Tous ces traitements du blé, cette sélection, y-compris en effectuant des croisements avec d’autres céréales (le blé bio n’échappant pas à la règle), ont rendu les chaînes de gluten plus complexes, il est moins digeste pour nous, entraînant de plus en plus de cas d’allergie et de maladie céliaque dans les cas les plus graves. Nous consommons toujours davantage de ce gluten indigeste, l’industrie ayant tendance à en ajouter de plus en plus, y-compris dans les plats cuisinés.
Le blé actuel cultivé en agriculture biologique est lui aussi issu de variétés modernes.

En revanche le gluten contenu dans les variétés anciennes de blé serait beaucoup plus digeste car sa chaîne est plus courte, il est également présent en plus petites quantités (7%). Plus important encore, les variétés anciennes de blé, même avec un taux de gluten bas, sont  tout à fait panifiables, dans un contexte qui n’est pas industriel.
Il n’a pas besoin d’être autant pétrit que le blé moderne, peut-être aussi qu’il se panifie mieux au levain qu’à la levure de bière, mais il se panifie.

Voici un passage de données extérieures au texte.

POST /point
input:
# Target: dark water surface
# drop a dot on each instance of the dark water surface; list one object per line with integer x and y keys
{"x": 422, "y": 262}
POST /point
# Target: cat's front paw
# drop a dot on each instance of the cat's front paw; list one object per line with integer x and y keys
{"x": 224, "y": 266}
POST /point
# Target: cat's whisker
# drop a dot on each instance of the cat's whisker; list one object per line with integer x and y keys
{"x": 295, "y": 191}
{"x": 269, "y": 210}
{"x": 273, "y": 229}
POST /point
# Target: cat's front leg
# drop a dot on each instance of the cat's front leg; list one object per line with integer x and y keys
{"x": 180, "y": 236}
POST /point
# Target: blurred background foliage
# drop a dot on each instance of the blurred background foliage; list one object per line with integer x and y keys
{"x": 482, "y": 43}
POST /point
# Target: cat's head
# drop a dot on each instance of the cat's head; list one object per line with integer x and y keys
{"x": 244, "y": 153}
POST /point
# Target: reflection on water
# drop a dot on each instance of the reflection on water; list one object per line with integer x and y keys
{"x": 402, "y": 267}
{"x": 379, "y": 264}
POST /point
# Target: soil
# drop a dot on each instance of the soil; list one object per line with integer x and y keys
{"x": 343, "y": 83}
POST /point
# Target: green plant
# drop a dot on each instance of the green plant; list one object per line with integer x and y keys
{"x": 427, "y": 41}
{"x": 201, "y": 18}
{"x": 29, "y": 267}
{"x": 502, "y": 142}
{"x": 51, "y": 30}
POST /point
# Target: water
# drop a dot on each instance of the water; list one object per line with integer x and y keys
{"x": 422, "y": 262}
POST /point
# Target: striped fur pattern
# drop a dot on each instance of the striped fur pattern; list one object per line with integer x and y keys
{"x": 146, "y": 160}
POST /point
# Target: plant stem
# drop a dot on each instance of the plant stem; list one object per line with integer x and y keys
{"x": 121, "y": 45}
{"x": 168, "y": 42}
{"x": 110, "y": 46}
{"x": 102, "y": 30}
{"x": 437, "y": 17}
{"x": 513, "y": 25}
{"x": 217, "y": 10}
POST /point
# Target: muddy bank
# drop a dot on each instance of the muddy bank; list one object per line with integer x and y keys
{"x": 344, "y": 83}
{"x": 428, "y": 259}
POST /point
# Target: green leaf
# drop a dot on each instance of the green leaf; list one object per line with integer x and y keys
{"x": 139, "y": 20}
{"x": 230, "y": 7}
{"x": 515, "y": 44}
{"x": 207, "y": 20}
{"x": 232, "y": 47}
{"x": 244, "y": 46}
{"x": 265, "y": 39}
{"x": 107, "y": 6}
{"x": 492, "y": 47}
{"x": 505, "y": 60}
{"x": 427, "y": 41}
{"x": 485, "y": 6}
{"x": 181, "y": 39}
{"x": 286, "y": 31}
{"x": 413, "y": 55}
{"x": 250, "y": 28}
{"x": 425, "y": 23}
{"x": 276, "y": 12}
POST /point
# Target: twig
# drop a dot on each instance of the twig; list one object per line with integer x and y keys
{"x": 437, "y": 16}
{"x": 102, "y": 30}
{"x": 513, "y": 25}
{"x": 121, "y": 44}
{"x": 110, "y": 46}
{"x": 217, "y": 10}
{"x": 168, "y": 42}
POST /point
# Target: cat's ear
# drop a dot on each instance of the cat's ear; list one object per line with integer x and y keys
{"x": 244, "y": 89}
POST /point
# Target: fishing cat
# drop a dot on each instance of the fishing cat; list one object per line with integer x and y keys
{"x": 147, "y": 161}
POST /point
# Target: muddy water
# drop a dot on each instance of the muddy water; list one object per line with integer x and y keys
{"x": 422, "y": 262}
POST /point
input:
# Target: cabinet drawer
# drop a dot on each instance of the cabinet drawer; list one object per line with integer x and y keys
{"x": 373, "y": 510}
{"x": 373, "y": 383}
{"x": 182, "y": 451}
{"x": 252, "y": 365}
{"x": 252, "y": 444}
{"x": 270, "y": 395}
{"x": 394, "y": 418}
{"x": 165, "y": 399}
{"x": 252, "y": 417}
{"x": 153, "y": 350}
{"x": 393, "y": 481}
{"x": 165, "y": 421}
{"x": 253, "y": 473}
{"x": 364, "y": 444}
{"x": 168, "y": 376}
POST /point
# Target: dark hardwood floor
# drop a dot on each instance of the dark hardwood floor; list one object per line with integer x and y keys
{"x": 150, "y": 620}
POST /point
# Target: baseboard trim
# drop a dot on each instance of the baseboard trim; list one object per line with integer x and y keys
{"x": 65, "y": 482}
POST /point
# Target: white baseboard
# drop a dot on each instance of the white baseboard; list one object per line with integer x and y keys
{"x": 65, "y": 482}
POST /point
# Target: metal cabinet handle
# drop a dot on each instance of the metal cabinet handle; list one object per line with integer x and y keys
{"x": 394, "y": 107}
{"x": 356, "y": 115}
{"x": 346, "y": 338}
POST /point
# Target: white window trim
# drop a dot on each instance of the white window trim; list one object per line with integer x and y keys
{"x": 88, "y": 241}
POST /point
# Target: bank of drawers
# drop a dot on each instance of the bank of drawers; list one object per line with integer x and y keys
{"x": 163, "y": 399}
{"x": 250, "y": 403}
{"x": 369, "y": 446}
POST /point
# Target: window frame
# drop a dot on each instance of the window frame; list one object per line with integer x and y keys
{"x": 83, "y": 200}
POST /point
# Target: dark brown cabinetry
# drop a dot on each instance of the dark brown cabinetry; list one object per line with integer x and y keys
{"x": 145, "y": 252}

Et puis, ces variétés de blé anciennes étaient adaptées à leur terroir, même si le rendement est plus faible, le blé est rustique et ne nécessite pas (ou peu) d’intrants, permettant une agriculture biologique. Haut sur tige, il possède une diversité génétique étonnante, les épis peuvent être jaunes, gris, bleutés, rouges… barbus, non barbus. Il est aussi utile que décoratif.

Mais alors, pourquoi est-ce qu’on ne trouve pas davantage de farines ou de pains issus de blés de variétés anciennes, puisque ces blés possèdent tant d’avantages et pourraient être la réponse pour les allergiques au gluten ?
Parce que les grands semenciers ont fait du lobbying, et qu’il est aujourd’hui interdit de vendre, d’échanger et même de donner, des graines de blé de variétés anciennes (cf. site Réseau Semences Paysannes).

Ce constat m’a abasourdie. Le blé nous accompagne depuis plus de 10000 ans, c’est notre patrimoine à tous, occidentaux, et il ne nous appartient plus ! Au lieu de cela, nous sommes obligés de consommer un avatar de blé à faible valeur nutritive et gustative, tellement médiocre qu’il nous rend malades !

Je suis maintenant en recherche de farine de blé ancien (ou même de blé), mais je crains bien que ça ne soit la quête du graal, même si de plus en plus de paysans-boulangers se lancent dans l’aventure, ce qui est réconfortant.